Send e-mail with the provided data.

Parameters:data – Information to fill subject and content fields with.

class EventListener

class fuzzinator.EventListener

A no-op base class for listeners that can get notified by fuzzinator.Controller on various events of a fuzz sessions.

Note

Subclasses should be aware that some notification methods may be called from subprocesses.

activate_job(ident)

Invoked when a previously instantiated job is activated (started).

Parameters:ident (int) – unique identifier of the activated job.

invalid_issue(issue)

Invoked when an issue seems invalid.

Parameters:issue (dict) – the issue object that did not pass re-validation (listener is free to decide how to react, an option is to remove the issue from the database).

job_progress(ident, progress)

Invoked when an activated job makes progress.

Parameters:

• ident (int) – unique identifier of the progressing job.
• progress (int) – for fuzz jobs, this is the number of already generated tests (number between 0 and the job’s batch size); for reduce jobs, this is the current size of the test case being reduced (number between the original test size and 0).

new_fuzz_job(ident, fuzzer, sut, cost, batch)

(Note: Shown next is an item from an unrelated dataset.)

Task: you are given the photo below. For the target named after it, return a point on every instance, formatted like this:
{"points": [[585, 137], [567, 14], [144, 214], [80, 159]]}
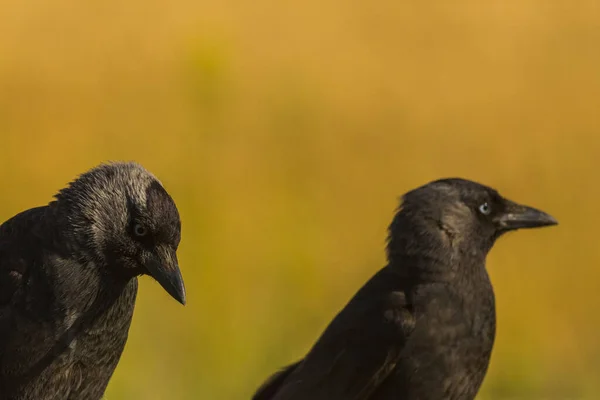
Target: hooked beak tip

Invoked when a new (still inactive) fuzz job is instantiated.

Parameters:

• ident (int) – a unique identifier of the new fuzz job.
• fuzzer (str) – short name of the new fuzz job (name of the corresponding config section without the “fuzz.” prefix).
• sut (str) – short name of the SUT of the new fuzz job (name of the corresponding config section without the “sut.” prefix).
• cost (int) – cost associated with the new fuzz job.
• batch (int, float) – batch size of the new fuzz job, i.e., number of test cases requested from the fuzzer (may be inf).

new_issue(issue)

Invoked when a new issue is found.

Parameters:issue (dict) – the issue that was found (all relevant information - e.g., the SUT that reported the issue, the test case that triggered the issue, the fuzzer that generated the test case, the ID of the issue - is stored in appropriate properties of the issue).

new_reduce_job(ident, sut, cost, issue_id, size)

Invoked when a new (still inactive) reduce job is instantiated.

Parameters:

• ident (int) – a unique identifier of the new reduce job.
• sut (str) – short name of the SUT used in the new reduce job (name of the corresponding config section without the “sut.” prefix).
• cost (int) – cost associated with the new reduce job.
• issue_id (Any) – 'id' property of the issue to be reduced.
• size (int) – size of the test case associated with the issue to be reduced.

new_update_job(ident, sut)

Invoked when a new (still inactive) update job is instantiated.

Parameters:

• ident (int) – a unique identifier of the new update job.
• sut (str) – short name of the SUT to be updated (name of the corresponding config section without the “sut.” prefix).

remove_job(ident)

Invoked when an active job has finished.

Parameters:ident (int) – unique identifier of the finished job.

update_fuzz_stat()

Invoked when statistics about fuzzers, SUTs, and issues (e.g., execution counts, crash counts, unique issue counts) are updated in the framework’s database.

update_issue(issue)

Invoked when the status of an issue changed.

Parameters:issue (dict) – the issue object that has changed.

update_load(load)

Invoked when the framework’s load changes.

Parameters:load (int) – number between 0 and controller’s capacity.

warning(msg)

Invoked on unexpected events.

Parameters:msg (str) – a string representation of the problem.

class ListenerManager

class fuzzinator.ListenerManager(listeners=None)

Class that registers listeners to various events and executes all of them when the event has triggered.

Parameters:listeners – List of listener objects.

add(listener)

Register a new listener in the manager.

Parameters:listener – The new listener to register.